池田筑後守勝正
Katsumasa Ikeda of the Ikeda family's leader.
室町時代中頃から後半にかけて、摂津国内最有力の国人に成長した池田家。その代表となった池田筑後守勝正ですが、その生没年は不詳で、今もその人物像は謎のままです。
しかし、おぼろげながら、その推定がなされていて、1530(享禄3)年頃の生まれではないかとも考えられています。没年は一部の系図に1578(天正6)年とするものがありまが、定かではありません。
勝正については、まとまって記された史料が、今のところありませが、勝正存命中と考えられる時代の史料にはその名や池田衆の事が頻出しています。
その詳しい事は別項に譲るとして、現在一般になされている勝正についての紹介は、史料から見た事実と違う点が多い(事実無根のものがほとんど)ため、それに相対させて紹介を進めてみます。
まず、当時の史料を見てみると勝正は自分で署名した文書には「勝正」と記していて、「勝政」としたものは、一通もありません。正しくは「勝正」です。
また、勝正の父は長正であるとされていますが、将軍・管領家すらもそうであったように、もしかすると別の家柄から「筑後守」を襲名した可能性もあります。「惣領として」との記述は確かに見られるのですが、今のところ、その一家相伝の可能性は確定的ではありません。
現在の相撲界や落語界のように、その地位へ就くに相応しい者が選ばれて、「筑後守」を名乗り、池田家の代表となったとも考えられます。ただ、当時と現代が違うのは、血の繋がりがある事が、必須条件ではあります。
そのため代表に選ばれた者は、その能力が低いわけは無く、どちらかというと行動的であった筈です。現在、勝正像として伝わっているような「無能」「愚鈍」の当主はまずあり得ません。
世は戦国時代。勝正は将軍義昭政権を守るべく、摂津守護を任される事となり、歴代池田家の中では最高の地位に就き、池田家の全盛期を迎えます。
しかし、逆に、早く複雑な状況変化が、家中の意志を惑わせ、不和を引き起こします。勝正は、家中での内訌に発展させてしまい、池田城内の城主館から去る事となります。
その後も幕府方として活動しましたが、その幕府も中心的人物である将軍義昭が織田信長との抗争に破れて(山城国槙木嶋城)、幕府は機能を停止させてしまいます。同時に勝正も活動の場を失い、最終的には、史料上にも見えなくなり行方不明となっています。

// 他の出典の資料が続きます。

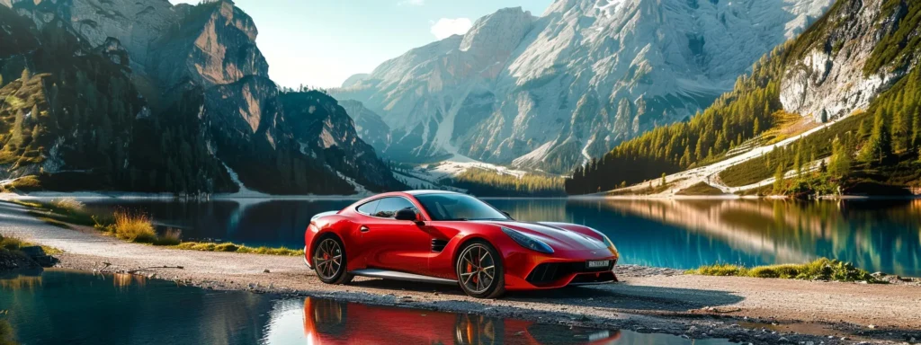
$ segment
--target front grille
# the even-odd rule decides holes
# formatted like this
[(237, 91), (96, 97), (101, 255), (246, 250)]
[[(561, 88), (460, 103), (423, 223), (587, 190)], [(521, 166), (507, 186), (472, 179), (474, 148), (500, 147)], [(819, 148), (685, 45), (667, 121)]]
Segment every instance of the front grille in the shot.
[(592, 282), (616, 282), (616, 281), (617, 281), (617, 277), (614, 276), (614, 272), (609, 270), (609, 271), (606, 271), (606, 272), (598, 272), (598, 273), (595, 273), (595, 274), (591, 274), (591, 273), (589, 273), (589, 274), (579, 274), (579, 275), (577, 275), (576, 278), (573, 278), (573, 281), (569, 282), (569, 283), (570, 284), (579, 284), (579, 283), (585, 284), (585, 283), (592, 283)]
[(586, 261), (576, 261), (576, 262), (546, 262), (537, 265), (528, 274), (526, 280), (534, 285), (545, 285), (556, 282), (564, 277), (572, 273), (583, 273), (583, 272), (600, 272), (605, 270), (611, 270), (612, 262), (609, 263), (607, 267), (596, 267), (593, 269), (589, 268), (589, 264)]
[(445, 250), (445, 246), (448, 246), (448, 240), (446, 239), (432, 239), (432, 251), (436, 253), (440, 253)]

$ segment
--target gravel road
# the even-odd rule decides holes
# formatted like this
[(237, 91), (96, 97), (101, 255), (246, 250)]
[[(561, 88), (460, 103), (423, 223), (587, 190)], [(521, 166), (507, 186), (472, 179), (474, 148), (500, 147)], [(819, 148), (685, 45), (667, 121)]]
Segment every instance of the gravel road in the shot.
[(752, 343), (921, 341), (921, 286), (910, 284), (706, 277), (622, 266), (616, 269), (619, 283), (477, 300), (462, 295), (460, 288), (444, 285), (362, 278), (350, 285), (327, 285), (307, 270), (301, 258), (126, 243), (91, 228), (46, 224), (27, 214), (26, 208), (7, 202), (0, 202), (0, 234), (63, 249), (58, 258), (64, 268), (127, 271), (181, 266), (141, 273), (209, 289), (331, 297)]

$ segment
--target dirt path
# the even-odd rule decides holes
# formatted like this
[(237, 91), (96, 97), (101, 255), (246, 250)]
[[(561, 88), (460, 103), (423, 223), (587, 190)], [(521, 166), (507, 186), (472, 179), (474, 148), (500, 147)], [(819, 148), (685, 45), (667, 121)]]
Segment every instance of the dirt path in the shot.
[[(767, 323), (767, 328), (792, 328), (787, 330), (798, 329), (793, 325), (812, 325), (818, 331), (809, 333), (834, 336), (822, 338), (826, 343), (853, 339), (921, 339), (921, 287), (914, 285), (705, 277), (668, 269), (624, 266), (617, 269), (624, 281), (620, 283), (476, 300), (461, 295), (459, 288), (443, 285), (368, 279), (356, 279), (347, 286), (326, 285), (306, 269), (301, 258), (197, 252), (125, 243), (93, 229), (52, 226), (25, 211), (21, 206), (0, 202), (0, 234), (64, 250), (60, 255), (62, 267), (94, 270), (105, 267), (106, 262), (111, 264), (107, 270), (120, 271), (181, 266), (181, 270), (144, 272), (205, 288), (326, 296), (755, 343), (783, 341), (780, 337), (791, 341), (819, 338), (772, 333), (766, 328), (751, 330), (740, 328), (740, 321), (760, 320)], [(843, 336), (848, 340), (841, 340)]]

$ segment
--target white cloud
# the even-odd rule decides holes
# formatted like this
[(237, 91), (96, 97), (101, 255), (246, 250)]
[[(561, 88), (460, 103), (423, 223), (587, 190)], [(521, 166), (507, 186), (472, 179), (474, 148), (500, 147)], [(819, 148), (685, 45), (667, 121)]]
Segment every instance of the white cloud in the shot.
[(438, 40), (444, 40), (451, 35), (463, 35), (472, 26), (470, 18), (441, 18), (432, 25), (432, 34)]

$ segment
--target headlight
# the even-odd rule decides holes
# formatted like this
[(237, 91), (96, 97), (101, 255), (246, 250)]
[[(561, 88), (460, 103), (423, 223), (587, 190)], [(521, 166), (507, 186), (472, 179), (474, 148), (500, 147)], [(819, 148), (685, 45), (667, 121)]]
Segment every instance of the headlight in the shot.
[(601, 236), (604, 237), (604, 244), (608, 246), (608, 250), (611, 250), (611, 254), (614, 255), (614, 259), (619, 259), (621, 254), (617, 251), (617, 247), (614, 247), (614, 243), (611, 242), (611, 238), (608, 238), (604, 234), (601, 234)]
[(550, 247), (549, 245), (543, 243), (543, 241), (541, 241), (537, 238), (521, 234), (519, 231), (512, 230), (505, 226), (502, 227), (502, 232), (506, 233), (506, 235), (507, 235), (509, 237), (512, 237), (512, 239), (514, 239), (515, 242), (518, 242), (518, 244), (521, 245), (521, 247), (524, 247), (528, 249), (536, 250), (547, 254), (554, 253), (554, 248)]

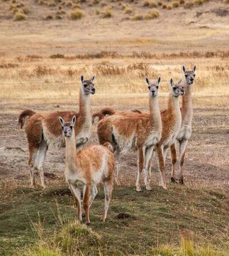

しかし、これは、足利義昭に加担する丹波国人波多野秀治に加担するために留まっていたのか、摂津国有馬郡小柿(現三田市小柿)に「伝池田勝正の墓」とされるものがあります。今のところ詳しい事はわかっていません。ちなみに、ここは丹波・摂津国境付近です。
いずれにしても一部の系図にあるように勝正は、晩年に九州へ渡って、彼の地で死亡したとするものもありますが、その可能性は今のところ低いように思われます。